Par ailleurs, intéressant plateau d'"Arrêt sur Image" sur le sujet avec les propos d'un jeune journaliste qui dit que lorsqu'un journaliste reprend ou retwit une info celle-ci ne prend pas une valeur différente. C'est une nouvelle approche de la responsabilité du journaliste et de sa crédibilité désormais à plusieurs dimensions.
Jusqu'à ce que des journalistes l'évoquent sur Twitter
...
des allusions cachées chez les présentateurs d'I-Télé
...
mes confrères d'outre-manche n'ont pas pris la peine de vérifier l'information
...
ce blog sur le site du grand quotidien "Le journal du dimanche", qui est un simple contenu amateur hébergé sur la plateforme du site comme chez beaucoup de médias
...
Tout est dit.
Il faut Les journaux classiques, avides de notoriété "djeuns" ouvrent des plate formes de blog alors qu'ils sont infoutus de les modérer correctement, ni même de les présenter pour ce qu'ils sont, à savoir des blogs. La plupart des journalistes font le même métier que les blogeurs qu'ils critiquent, à savoir qu'il relaient n'importe quoi, n'importe comment, sans penser une seconde aux conséquences de leurs actes...

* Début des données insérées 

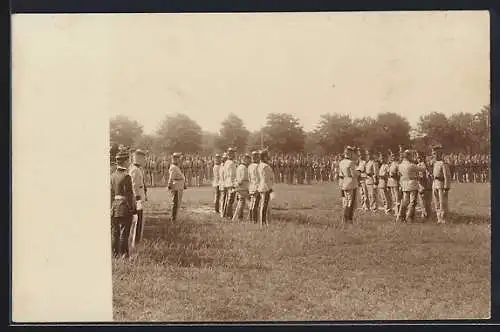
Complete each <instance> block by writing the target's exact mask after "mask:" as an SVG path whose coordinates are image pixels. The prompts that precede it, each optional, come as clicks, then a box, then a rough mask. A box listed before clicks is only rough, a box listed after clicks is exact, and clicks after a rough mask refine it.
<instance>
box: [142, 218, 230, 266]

Vous êtes surs que c'est le net qui a besoin de balises ? Avant de voir la paille... retirez donc la poutre de votre oeil, messieurs les "professionnels". Quand cve sera fait, vous pourrez peut être commencer à penser à lancer l'idée de "baliser" internet. En attendant, les blogueurs ont au moins une excuse pour écrire n'importe quoi : ce n'est pas leur travail, ils n'ont pas été formés pour faire du journalistes. Vous si, et vous faites mal votre métier ! (Désolé pour les quelques uns, peu nombreux malheureusement, qui le font encore correctement... et qui, si ce n'est déjà fait, risquent de se retrouver très vite au chômage, vu que la vérification des informations qu'ils traitent est beaucoup trop lente pour s'assurer du scoop).